Fonte: OpenWeather

    Finanças Pessoais


    Adeus, nome sujo: cinco passos para alavancar suas finanças

    Um levantamento da CNDL destaca que pessoas que se sentem mais ansiosas por causa da inadimplência é de 69%

    Insegurança, estresse, angústia, desânimo, culpa, baixa autoestima e até mesmo vergonha são outros sentimentos que a má situação financeira desperta. | Foto: Reprodução

    Manaus - Errou quem pensa que apenas o bolso é prejudicado quando não é possível pagar uma dívida. A saúde do corpo e da mente também é comprometida. Um levantamento realizado pela Confederação Nacional de Dirigentes Lojistas (CNDL) e pelo Serviço de Proteção ao Crédito (SPC Brasil) mostrou que o número de pessoas que se sentem mais ansiosas por causa da inadimplência é de 69%. Insegurança, estresse, angústia, desânimo, culpa, baixa autoestima e até mesmo vergonha são outros sentimentos que a má situação financeira desperta.

    “Boa parte dos endividados, por medo de encarar, não sabem a verdade e não conseguem sair dessa situação, deixando que se transforme em um círculo vicioso. Portanto, a orientação que sempre dou é ter ciência da real situação financeira em que se encontra.
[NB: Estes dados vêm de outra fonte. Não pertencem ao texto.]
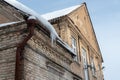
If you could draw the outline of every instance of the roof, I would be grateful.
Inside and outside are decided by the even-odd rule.
[[[43,14],[41,16],[44,17],[46,20],[51,20],[51,19],[54,19],[54,18],[65,16],[65,15],[71,13],[72,11],[76,10],[80,6],[81,5],[75,5],[75,6],[68,7],[68,8],[65,8],[65,9],[62,9],[62,10],[46,13],[46,14]]]
[[[22,13],[36,17],[39,24],[43,25],[46,29],[48,29],[50,31],[52,40],[59,37],[57,32],[55,31],[54,27],[46,19],[41,17],[40,14],[38,14],[34,10],[23,5],[22,3],[18,2],[17,0],[4,0],[4,1],[7,2],[8,4],[12,5],[13,7],[17,8],[18,10],[22,11]]]
[[[72,55],[75,55],[73,52],[73,49],[68,46],[63,40],[58,36],[57,32],[55,31],[54,27],[43,17],[41,17],[38,13],[36,13],[34,10],[30,9],[29,7],[23,5],[22,3],[18,2],[17,0],[4,0],[11,6],[15,7],[16,9],[20,10],[21,13],[24,13],[25,15],[29,15],[30,19],[36,18],[39,24],[42,24],[46,29],[50,31],[50,36],[51,36],[51,41],[56,39],[65,49],[67,49]],[[17,22],[11,22],[7,24],[0,24],[0,26],[5,26],[5,25],[11,25],[15,24]]]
Saiba exatamente quais são as dívidas que possui, o valor de cada uma e as condições de pagamento”, afirma a educadora financeira e vice-presidente da Associação Brasileira de Educadores Financeiros (Abefin), Glauce Galúcio.

    Confira 5 orientações para sair dessa situação:

    1- Colocar na ponta do lápis todas as dívidas que possuir, separando as que correspondem a serviços e produtos de necessidade básica, que não podem ser cortados (como água, energia elétrica, gás e aluguel) e as que sofrem juros mais altos (como cartão de crédito e cheque especial), considerando essas como prioridade para pagamento. Antes de sair se enrolando para pagar, faça um diagnóstico financeiro, para saber como pode diminuir as despesas mensais, fazendo sobrar dinheiro para pagar as dívidas em atraso; 

    2- Anote durante 30 dias todos os gastos que tiver, separando por tipo de despesa. Isso inclui gastos “pequenos”, que podem até ser considerado menos importantes, como gorjetas e guloseimas, pois no final do período será possível compreender de que forma, efetivamente, seu dinheiro está sendo gasto. Reflita sobre os hábitos e comportamentos que o levaram a chegar nessa situação, assim saberá o que deve mudar e quais gastos irá reduzir ou eliminar;

    3- Tenha em mente que só se deve negociar uma dívida quando se tem condições de fazer isso, ou seja, após se planejar, pois um passo precipitado pode até piorar a situação. Portanto, só se deve procurar um credor, quando já souber quanto terá disponível mensalmente para pagar e, então, poder negociar;

    4- Trocar uma dívida pela outra nem sempre é a melhor alternativa. É claro que o crédito consignado, por exemplo, oferece juros baixos em comparação ao cartão de crédito, cheque especial e financiamentos, já que o pagamento é retido diretamente do salário. Justamente por isso é preciso cautela, já que para quem já está com dificuldade em administrar as finanças, ter sua renda habitual reduzida pode desencadear novos endividamentos e problemas ainda maiores, virando uma bola de neve;

    5- Em momentos de crise financeira, que são passageiros, é importante resgatar sonhos, objetivos que realmente importam e que farão a pessoa ter ainda mais motivos para “dar a volta por cima”. É preciso relacionar no mínimo três sonhos: um de curto prazo (a ser realizado em até um ano), um de médio prazo (entre um a dez anos) e outro de longo prazo (acima de dez anos), sendo que um deles deve ser o de sair das dívidas;

     Então com os números do diagnóstico financeiro em mãos, é possível conhecer a sua força de poupança após os cortes para realizar o sonho de sair das dívidas sem que tenha que fazer outra dívida.